I do use 1's and 2's on little stuff like grub curly tails. But don't use them that often.


----------



## BaitCaster (Feb 16, 2011)

fender66 said:


> Brine said:
> 
> 
> > 3/0 EWG
> ...



Me too, These are my most used size/type of hook for bass.


----------



## Captain Ahab (Feb 16, 2011)

dixie_boysles said:


> wow ya'll use some big hooks! I use 2/0 primarily and the occasional 3/0




We need the 4/0 and 5/0 for some of the larger plastics

I use up to 8/0 EWG swimbait hooks but mostly for Striped Bass

For LM bass 3/0 to 5/0 is my most common. And SkipGap! Everything SkiGap


----------



## russ010 (Feb 16, 2011)

I use Owner 4/0 EWG Rig-n hooks for Senkos, 7.5" worms, Baby Brush Hogs, Brush Hogs, Lizards... wait a min, that's the only hook size I use for texas rigging

For Carolina Rigs, I use the lightest wire 1/0 hook I can find (for the same baits above)... generally a Gamakatsu

If I get the hooks with the screw in the eye, I use Owner 5/0... when you use a screw, you generally have to upsize the hook a size or two. I like to use these hooks predominately on Senkos when I am using 17-20lb line and fishing weightless in submerged trees/brush


----------



## dixie_boysles (Feb 16, 2011)

oh forgot, i use a 1/0 for C-Rigs


----------



## Majorpede (Feb 16, 2011)

95% of the time I'm using 3/0 and 5/0 Gamakatsu.


----------



## poolie (Feb 16, 2011)

russ010 said:


> I use Owner 4/0 EWG Rig-n hooks for Senkos, 7.5" worms, Baby Brush Hogs, Brush Hogs, Lizards... wait a min, that's the only hook size I use for texas rigging



Thought I was going to be the only one using 4/0. I'll occasionally drop to a 3/0 for small stuff and up to 5/0 for 10" worms, but mostly I stay with the 4/0.
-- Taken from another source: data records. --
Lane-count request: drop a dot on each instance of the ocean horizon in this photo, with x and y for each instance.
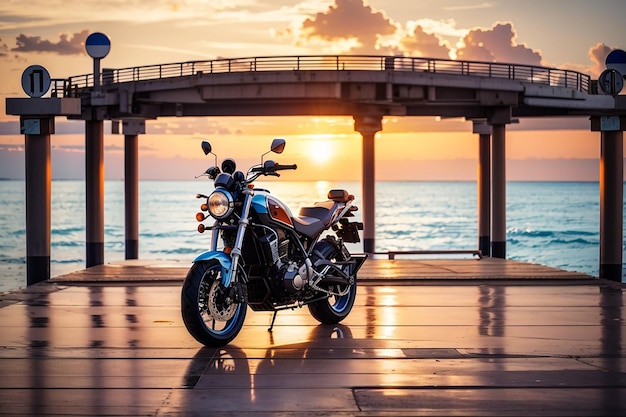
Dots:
(549, 223)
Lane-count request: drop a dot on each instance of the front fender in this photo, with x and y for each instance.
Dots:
(223, 259)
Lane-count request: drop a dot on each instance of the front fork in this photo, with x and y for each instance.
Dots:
(235, 253)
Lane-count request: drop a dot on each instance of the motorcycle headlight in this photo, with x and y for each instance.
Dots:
(220, 204)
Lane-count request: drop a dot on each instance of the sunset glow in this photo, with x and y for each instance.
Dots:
(52, 34)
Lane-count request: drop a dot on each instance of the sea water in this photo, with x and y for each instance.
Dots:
(549, 223)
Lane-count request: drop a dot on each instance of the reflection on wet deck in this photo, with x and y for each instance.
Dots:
(466, 348)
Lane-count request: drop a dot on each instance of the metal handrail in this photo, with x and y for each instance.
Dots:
(527, 73)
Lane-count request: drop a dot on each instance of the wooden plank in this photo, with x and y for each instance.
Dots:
(373, 269)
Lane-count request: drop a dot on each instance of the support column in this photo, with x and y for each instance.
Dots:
(367, 126)
(611, 204)
(38, 196)
(94, 192)
(483, 180)
(498, 197)
(131, 130)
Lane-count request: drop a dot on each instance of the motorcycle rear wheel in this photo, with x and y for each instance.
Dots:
(210, 316)
(333, 309)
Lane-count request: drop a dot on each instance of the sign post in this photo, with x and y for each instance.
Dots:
(98, 46)
(36, 81)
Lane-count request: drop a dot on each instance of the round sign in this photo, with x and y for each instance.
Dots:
(616, 60)
(35, 81)
(611, 82)
(97, 45)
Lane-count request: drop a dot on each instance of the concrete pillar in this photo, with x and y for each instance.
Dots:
(611, 204)
(498, 196)
(131, 130)
(368, 126)
(483, 180)
(38, 196)
(94, 191)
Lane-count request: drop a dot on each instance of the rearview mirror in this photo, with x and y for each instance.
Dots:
(278, 145)
(206, 147)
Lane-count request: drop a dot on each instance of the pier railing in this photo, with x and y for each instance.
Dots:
(526, 73)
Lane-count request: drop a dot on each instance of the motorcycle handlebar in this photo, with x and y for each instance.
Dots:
(270, 167)
(279, 167)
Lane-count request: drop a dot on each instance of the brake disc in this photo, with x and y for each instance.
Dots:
(221, 306)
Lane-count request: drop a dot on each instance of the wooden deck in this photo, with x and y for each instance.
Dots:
(373, 271)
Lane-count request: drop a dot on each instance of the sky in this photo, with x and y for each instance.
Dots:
(575, 35)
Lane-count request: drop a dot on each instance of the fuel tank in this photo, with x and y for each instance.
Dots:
(271, 210)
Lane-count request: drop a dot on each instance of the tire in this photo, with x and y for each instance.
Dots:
(333, 309)
(209, 316)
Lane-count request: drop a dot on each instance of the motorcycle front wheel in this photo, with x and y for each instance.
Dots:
(210, 313)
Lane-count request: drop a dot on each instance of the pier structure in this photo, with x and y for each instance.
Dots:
(367, 88)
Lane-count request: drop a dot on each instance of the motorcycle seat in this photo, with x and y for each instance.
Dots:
(312, 220)
(309, 226)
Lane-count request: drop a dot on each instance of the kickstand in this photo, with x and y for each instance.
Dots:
(273, 319)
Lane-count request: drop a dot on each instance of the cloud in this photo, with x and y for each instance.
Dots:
(421, 44)
(4, 49)
(352, 24)
(72, 44)
(355, 27)
(497, 44)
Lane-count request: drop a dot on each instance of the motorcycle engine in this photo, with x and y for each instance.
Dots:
(294, 276)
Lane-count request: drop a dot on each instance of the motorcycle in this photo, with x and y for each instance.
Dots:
(264, 257)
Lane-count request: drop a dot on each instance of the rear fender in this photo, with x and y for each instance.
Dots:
(224, 261)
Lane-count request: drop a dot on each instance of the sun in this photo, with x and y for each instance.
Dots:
(320, 149)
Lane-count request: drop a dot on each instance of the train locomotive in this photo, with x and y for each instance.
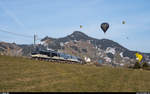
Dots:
(50, 55)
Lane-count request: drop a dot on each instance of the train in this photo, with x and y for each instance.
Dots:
(54, 56)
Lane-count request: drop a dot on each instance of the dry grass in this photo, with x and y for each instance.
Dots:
(20, 74)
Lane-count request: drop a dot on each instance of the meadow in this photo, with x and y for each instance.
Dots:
(19, 74)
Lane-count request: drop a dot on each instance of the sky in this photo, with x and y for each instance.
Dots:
(59, 18)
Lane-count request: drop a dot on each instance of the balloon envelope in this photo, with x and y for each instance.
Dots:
(123, 22)
(81, 26)
(104, 27)
(139, 57)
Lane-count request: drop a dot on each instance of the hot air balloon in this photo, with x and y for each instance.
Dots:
(123, 22)
(104, 27)
(139, 57)
(81, 26)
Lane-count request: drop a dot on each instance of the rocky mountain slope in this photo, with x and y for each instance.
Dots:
(79, 44)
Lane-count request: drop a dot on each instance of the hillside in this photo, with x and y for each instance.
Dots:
(82, 45)
(20, 74)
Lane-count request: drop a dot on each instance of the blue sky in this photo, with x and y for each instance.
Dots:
(58, 18)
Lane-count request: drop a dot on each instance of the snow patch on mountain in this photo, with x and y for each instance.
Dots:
(110, 50)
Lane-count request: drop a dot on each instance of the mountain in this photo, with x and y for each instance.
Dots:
(82, 45)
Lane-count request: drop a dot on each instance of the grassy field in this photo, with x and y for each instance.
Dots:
(20, 74)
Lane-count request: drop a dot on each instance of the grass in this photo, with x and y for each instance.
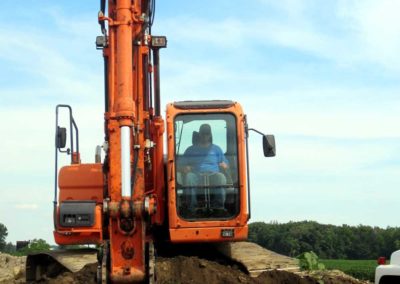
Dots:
(360, 269)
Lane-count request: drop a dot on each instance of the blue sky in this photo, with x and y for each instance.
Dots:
(323, 76)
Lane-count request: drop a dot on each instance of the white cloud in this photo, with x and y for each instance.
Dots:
(26, 206)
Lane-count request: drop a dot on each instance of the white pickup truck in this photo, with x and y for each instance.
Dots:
(388, 273)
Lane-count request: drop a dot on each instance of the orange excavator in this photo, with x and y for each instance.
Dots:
(197, 191)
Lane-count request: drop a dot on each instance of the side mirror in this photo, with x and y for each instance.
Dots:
(269, 146)
(61, 137)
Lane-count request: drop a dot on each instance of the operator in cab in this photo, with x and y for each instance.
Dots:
(203, 163)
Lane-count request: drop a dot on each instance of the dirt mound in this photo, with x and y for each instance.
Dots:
(12, 269)
(181, 269)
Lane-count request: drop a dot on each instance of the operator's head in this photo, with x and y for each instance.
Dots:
(205, 133)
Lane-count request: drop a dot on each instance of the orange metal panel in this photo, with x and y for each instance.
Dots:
(81, 235)
(81, 182)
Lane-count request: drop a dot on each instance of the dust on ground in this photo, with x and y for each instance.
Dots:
(181, 269)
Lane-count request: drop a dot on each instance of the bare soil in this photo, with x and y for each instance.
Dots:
(181, 269)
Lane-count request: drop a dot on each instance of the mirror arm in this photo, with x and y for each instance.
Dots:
(255, 130)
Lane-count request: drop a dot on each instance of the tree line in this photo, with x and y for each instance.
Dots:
(327, 241)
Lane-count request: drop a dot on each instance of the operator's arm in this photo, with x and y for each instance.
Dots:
(186, 160)
(222, 161)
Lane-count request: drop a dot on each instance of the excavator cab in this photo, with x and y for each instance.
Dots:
(207, 171)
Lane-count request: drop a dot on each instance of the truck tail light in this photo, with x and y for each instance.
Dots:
(381, 260)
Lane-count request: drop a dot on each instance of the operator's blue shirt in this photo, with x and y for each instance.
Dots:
(204, 159)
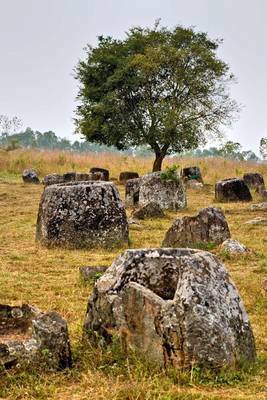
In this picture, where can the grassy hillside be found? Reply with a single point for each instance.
(49, 279)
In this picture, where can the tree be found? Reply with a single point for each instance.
(263, 148)
(158, 87)
(9, 125)
(231, 150)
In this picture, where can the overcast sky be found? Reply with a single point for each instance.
(42, 40)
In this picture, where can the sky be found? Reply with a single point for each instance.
(41, 41)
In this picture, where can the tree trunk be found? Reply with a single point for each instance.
(158, 162)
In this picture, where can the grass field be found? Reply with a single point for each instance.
(49, 279)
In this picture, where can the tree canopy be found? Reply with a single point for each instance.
(158, 87)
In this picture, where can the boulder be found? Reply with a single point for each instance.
(192, 173)
(150, 210)
(90, 273)
(53, 179)
(254, 180)
(29, 337)
(233, 189)
(132, 189)
(126, 175)
(82, 214)
(176, 307)
(232, 246)
(169, 194)
(97, 171)
(30, 176)
(209, 226)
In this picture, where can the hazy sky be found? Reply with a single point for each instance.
(42, 40)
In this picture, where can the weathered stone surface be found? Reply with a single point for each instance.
(209, 226)
(169, 194)
(82, 214)
(132, 189)
(29, 337)
(91, 272)
(53, 179)
(30, 176)
(192, 173)
(150, 210)
(178, 307)
(233, 189)
(255, 181)
(234, 247)
(97, 171)
(126, 175)
(69, 177)
(259, 206)
(81, 176)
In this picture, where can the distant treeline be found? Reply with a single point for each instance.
(49, 141)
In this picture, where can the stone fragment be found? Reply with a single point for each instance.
(29, 337)
(150, 210)
(53, 179)
(92, 272)
(233, 189)
(192, 173)
(126, 175)
(82, 214)
(30, 176)
(255, 181)
(232, 246)
(177, 307)
(132, 189)
(97, 171)
(209, 226)
(169, 194)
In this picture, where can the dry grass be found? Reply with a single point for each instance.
(49, 279)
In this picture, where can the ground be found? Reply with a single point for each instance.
(49, 279)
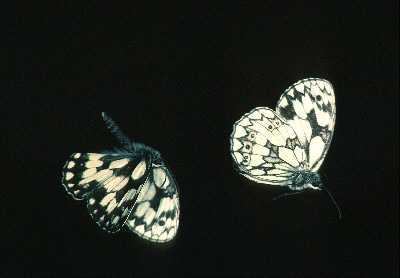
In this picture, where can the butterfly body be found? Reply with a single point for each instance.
(130, 186)
(286, 146)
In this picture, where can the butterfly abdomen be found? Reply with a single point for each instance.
(306, 179)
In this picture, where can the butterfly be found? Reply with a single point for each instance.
(287, 146)
(130, 186)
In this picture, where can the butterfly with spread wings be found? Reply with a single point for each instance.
(131, 186)
(287, 146)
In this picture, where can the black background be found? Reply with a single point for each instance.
(176, 76)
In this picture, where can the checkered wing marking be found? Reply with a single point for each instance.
(85, 171)
(309, 108)
(265, 148)
(110, 182)
(156, 213)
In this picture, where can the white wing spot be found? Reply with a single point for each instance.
(139, 170)
(159, 177)
(93, 163)
(71, 164)
(95, 156)
(316, 149)
(142, 208)
(107, 199)
(288, 156)
(88, 173)
(69, 176)
(118, 163)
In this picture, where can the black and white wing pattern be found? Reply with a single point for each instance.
(115, 185)
(156, 212)
(309, 108)
(109, 182)
(286, 147)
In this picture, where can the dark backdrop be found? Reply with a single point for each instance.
(177, 76)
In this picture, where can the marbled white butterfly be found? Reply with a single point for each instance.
(129, 186)
(287, 146)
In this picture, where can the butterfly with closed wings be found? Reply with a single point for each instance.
(131, 186)
(287, 146)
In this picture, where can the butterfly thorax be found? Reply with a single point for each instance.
(306, 179)
(139, 149)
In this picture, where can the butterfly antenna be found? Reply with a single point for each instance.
(116, 131)
(287, 194)
(340, 213)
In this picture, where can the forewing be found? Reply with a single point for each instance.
(155, 215)
(85, 171)
(265, 148)
(309, 108)
(112, 201)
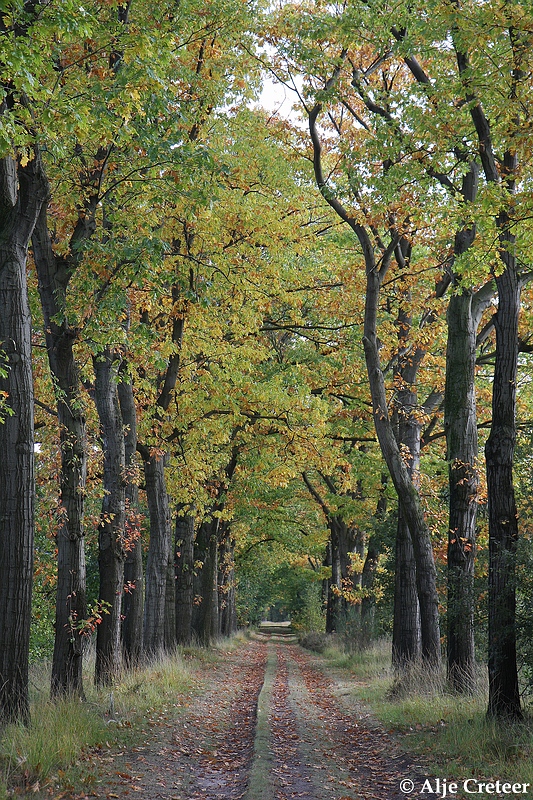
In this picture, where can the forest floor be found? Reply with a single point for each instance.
(269, 722)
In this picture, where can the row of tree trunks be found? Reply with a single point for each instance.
(111, 531)
(184, 561)
(53, 275)
(133, 599)
(23, 191)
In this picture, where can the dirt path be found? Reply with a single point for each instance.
(270, 725)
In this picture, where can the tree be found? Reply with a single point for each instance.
(23, 191)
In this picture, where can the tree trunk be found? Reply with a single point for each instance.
(170, 604)
(407, 493)
(406, 634)
(71, 602)
(208, 623)
(368, 603)
(112, 523)
(184, 577)
(334, 605)
(158, 553)
(504, 696)
(226, 586)
(462, 449)
(133, 599)
(23, 191)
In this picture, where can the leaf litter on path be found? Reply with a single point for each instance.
(321, 746)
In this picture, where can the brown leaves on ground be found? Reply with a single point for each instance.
(322, 745)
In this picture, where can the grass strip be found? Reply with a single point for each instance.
(260, 785)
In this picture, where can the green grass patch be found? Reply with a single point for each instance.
(50, 750)
(449, 734)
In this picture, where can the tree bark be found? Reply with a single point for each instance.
(406, 633)
(226, 585)
(113, 517)
(504, 695)
(170, 603)
(71, 604)
(368, 603)
(23, 191)
(407, 493)
(133, 599)
(158, 553)
(462, 449)
(184, 577)
(208, 623)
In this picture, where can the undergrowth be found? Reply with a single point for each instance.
(50, 751)
(449, 734)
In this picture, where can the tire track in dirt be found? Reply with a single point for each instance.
(269, 725)
(321, 747)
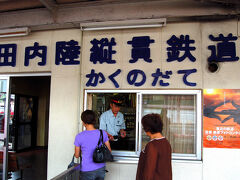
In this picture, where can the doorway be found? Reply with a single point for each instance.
(28, 127)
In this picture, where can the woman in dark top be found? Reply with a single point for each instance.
(155, 160)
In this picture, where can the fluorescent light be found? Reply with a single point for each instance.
(14, 32)
(126, 24)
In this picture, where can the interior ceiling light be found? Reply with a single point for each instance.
(126, 24)
(14, 32)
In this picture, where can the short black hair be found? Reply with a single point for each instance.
(88, 117)
(117, 100)
(152, 123)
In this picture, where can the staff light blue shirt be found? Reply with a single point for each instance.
(110, 123)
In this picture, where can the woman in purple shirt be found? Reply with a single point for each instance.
(85, 143)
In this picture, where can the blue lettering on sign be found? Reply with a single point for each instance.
(67, 52)
(140, 48)
(35, 51)
(225, 50)
(8, 54)
(178, 45)
(158, 74)
(186, 73)
(133, 75)
(112, 78)
(93, 78)
(101, 51)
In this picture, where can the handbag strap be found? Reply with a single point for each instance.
(100, 138)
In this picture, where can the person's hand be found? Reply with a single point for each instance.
(110, 137)
(123, 133)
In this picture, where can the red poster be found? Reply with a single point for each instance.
(221, 120)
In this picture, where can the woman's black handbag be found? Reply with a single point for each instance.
(102, 154)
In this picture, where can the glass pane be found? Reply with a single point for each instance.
(25, 109)
(24, 136)
(178, 113)
(100, 103)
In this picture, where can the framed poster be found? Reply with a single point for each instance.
(221, 118)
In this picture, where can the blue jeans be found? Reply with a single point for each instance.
(97, 174)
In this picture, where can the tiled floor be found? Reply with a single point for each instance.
(37, 159)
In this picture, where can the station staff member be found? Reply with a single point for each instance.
(112, 121)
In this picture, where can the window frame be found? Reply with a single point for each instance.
(131, 156)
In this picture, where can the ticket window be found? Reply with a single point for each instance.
(100, 102)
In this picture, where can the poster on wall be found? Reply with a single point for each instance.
(221, 118)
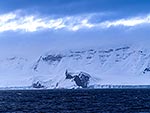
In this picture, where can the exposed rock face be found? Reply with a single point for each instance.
(68, 75)
(37, 85)
(81, 79)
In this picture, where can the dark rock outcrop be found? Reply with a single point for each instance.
(68, 75)
(37, 85)
(81, 79)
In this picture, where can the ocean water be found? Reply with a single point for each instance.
(75, 101)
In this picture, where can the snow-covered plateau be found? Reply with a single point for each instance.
(114, 67)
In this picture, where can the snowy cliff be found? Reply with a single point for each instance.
(106, 66)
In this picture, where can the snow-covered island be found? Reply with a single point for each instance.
(114, 67)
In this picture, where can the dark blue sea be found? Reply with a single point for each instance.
(75, 101)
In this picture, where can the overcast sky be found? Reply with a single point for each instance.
(41, 25)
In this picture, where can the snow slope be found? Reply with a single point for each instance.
(113, 66)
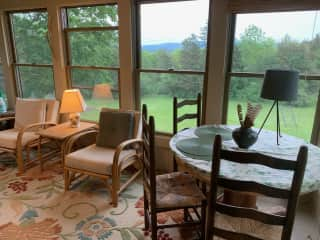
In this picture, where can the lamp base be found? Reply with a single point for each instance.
(275, 103)
(74, 119)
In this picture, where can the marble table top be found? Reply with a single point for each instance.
(266, 144)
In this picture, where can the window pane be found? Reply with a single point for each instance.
(93, 16)
(86, 80)
(3, 105)
(283, 40)
(36, 82)
(296, 118)
(158, 90)
(30, 37)
(95, 48)
(174, 41)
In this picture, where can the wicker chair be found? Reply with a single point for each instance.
(30, 115)
(105, 162)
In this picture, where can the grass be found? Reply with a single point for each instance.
(295, 121)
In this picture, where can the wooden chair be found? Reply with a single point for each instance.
(180, 118)
(167, 192)
(30, 116)
(216, 209)
(105, 162)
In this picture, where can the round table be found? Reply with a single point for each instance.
(200, 166)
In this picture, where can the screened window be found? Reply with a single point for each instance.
(93, 55)
(3, 96)
(172, 56)
(32, 54)
(282, 40)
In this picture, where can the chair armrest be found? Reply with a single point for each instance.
(71, 142)
(122, 146)
(7, 118)
(28, 127)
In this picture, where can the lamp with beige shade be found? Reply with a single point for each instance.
(73, 103)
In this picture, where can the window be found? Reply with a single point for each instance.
(93, 55)
(32, 54)
(282, 40)
(172, 55)
(3, 96)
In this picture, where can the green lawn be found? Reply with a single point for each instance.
(294, 121)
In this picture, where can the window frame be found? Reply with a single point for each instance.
(15, 63)
(315, 133)
(138, 59)
(69, 67)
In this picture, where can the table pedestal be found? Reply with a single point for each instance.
(240, 199)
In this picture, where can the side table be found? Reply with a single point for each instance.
(60, 133)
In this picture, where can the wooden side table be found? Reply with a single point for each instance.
(61, 133)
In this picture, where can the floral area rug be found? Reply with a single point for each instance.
(34, 206)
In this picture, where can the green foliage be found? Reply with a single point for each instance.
(253, 52)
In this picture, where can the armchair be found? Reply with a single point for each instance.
(103, 160)
(30, 116)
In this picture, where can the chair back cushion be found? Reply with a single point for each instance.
(52, 110)
(29, 111)
(114, 127)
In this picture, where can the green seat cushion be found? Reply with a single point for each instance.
(114, 128)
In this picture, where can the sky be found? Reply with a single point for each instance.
(173, 22)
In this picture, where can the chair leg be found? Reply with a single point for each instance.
(19, 159)
(66, 179)
(114, 197)
(146, 213)
(115, 186)
(203, 219)
(153, 225)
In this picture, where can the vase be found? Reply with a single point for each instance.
(244, 137)
(3, 106)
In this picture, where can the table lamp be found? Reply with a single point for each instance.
(102, 91)
(72, 102)
(279, 85)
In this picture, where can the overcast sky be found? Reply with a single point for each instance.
(173, 22)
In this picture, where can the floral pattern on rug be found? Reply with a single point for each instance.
(34, 206)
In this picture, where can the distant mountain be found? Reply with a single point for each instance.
(170, 46)
(164, 46)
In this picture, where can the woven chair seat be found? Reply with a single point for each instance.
(176, 190)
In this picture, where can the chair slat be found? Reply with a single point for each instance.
(249, 186)
(257, 158)
(187, 102)
(187, 116)
(251, 213)
(232, 235)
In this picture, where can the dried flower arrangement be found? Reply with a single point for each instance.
(251, 115)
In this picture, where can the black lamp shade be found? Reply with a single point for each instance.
(281, 85)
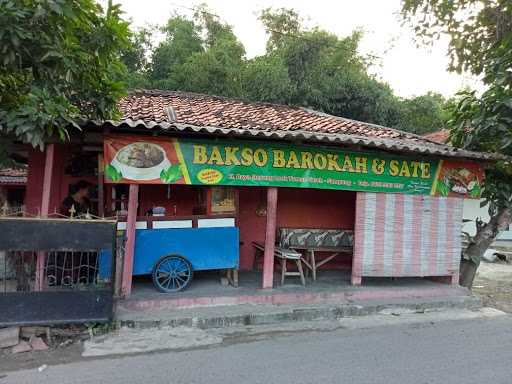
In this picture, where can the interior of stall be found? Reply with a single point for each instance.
(305, 209)
(297, 208)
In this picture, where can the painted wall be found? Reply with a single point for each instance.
(301, 208)
(60, 181)
(183, 197)
(407, 235)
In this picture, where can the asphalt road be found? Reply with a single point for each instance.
(468, 351)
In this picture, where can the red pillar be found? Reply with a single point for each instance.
(270, 238)
(133, 198)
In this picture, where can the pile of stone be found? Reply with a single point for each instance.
(24, 339)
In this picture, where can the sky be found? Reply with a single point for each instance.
(410, 70)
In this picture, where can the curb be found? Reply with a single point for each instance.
(257, 315)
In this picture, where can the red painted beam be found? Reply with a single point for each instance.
(133, 198)
(270, 238)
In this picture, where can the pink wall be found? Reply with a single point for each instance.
(301, 208)
(407, 235)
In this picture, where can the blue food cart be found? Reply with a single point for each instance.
(170, 251)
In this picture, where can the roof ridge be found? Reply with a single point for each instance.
(163, 92)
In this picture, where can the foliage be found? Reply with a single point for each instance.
(423, 114)
(60, 63)
(306, 67)
(480, 38)
(134, 56)
(472, 26)
(484, 123)
(199, 55)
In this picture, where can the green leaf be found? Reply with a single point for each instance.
(475, 192)
(112, 173)
(442, 188)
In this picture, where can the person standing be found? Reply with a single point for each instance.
(77, 202)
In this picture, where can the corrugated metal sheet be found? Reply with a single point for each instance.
(407, 235)
(396, 145)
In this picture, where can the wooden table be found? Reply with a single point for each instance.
(285, 254)
(310, 260)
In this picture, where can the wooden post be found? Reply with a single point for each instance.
(270, 238)
(45, 210)
(101, 188)
(47, 180)
(129, 250)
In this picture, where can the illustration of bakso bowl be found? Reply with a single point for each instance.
(141, 161)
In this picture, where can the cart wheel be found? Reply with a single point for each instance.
(172, 273)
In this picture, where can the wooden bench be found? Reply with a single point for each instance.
(311, 240)
(285, 255)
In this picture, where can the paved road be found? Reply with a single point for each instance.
(465, 352)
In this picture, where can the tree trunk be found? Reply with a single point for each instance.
(480, 243)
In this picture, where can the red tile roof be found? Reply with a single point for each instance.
(441, 136)
(212, 115)
(213, 111)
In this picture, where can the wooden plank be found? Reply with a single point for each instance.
(270, 238)
(101, 187)
(129, 251)
(55, 234)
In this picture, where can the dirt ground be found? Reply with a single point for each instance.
(493, 284)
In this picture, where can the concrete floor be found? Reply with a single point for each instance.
(435, 352)
(207, 284)
(331, 287)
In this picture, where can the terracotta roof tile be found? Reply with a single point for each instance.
(441, 136)
(148, 109)
(204, 110)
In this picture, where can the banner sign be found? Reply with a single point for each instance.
(150, 160)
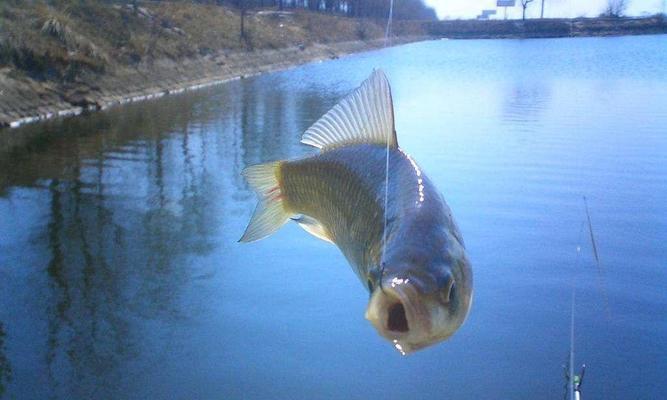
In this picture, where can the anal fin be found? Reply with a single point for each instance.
(314, 227)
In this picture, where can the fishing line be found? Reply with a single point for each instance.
(601, 281)
(387, 30)
(570, 382)
(386, 166)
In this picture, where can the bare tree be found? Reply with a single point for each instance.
(616, 8)
(524, 5)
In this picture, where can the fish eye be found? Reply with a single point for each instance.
(448, 293)
(452, 292)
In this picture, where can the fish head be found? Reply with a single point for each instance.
(420, 301)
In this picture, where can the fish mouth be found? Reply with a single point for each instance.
(398, 314)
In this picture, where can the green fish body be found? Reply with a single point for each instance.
(368, 197)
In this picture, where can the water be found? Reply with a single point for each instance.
(121, 275)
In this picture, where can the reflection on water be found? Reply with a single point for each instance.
(5, 368)
(120, 275)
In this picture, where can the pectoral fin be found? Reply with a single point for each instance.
(270, 213)
(314, 227)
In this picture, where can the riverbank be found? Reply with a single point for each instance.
(86, 57)
(26, 100)
(91, 56)
(546, 28)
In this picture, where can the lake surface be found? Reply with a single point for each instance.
(121, 276)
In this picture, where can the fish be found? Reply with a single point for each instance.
(366, 195)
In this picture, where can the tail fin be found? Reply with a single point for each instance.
(270, 213)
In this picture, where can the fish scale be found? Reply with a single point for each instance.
(370, 198)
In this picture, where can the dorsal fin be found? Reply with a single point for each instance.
(364, 116)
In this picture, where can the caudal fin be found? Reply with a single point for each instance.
(270, 213)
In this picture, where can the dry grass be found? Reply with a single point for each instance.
(63, 41)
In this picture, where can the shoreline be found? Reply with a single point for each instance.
(164, 78)
(25, 101)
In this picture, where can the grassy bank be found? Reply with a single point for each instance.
(58, 60)
(543, 28)
(64, 57)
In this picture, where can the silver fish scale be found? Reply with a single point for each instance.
(344, 190)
Now for the hollow belly swimbaits, I believe the weighted hooks for those are usually 5/0.


----------



## jkbirocz (Feb 17, 2011)

I always want the biggest hook I can get away with, for most standard sized soft plastics I use 4/0 gamma skip gap, when I start getting to bigger stuff like jd baits 8" faboys I like 6/0 and 7/0 gamma ewg superline hooks. The heavier hook helps the bulky plasitc sink more naturally and your hooksets will be devastating


----------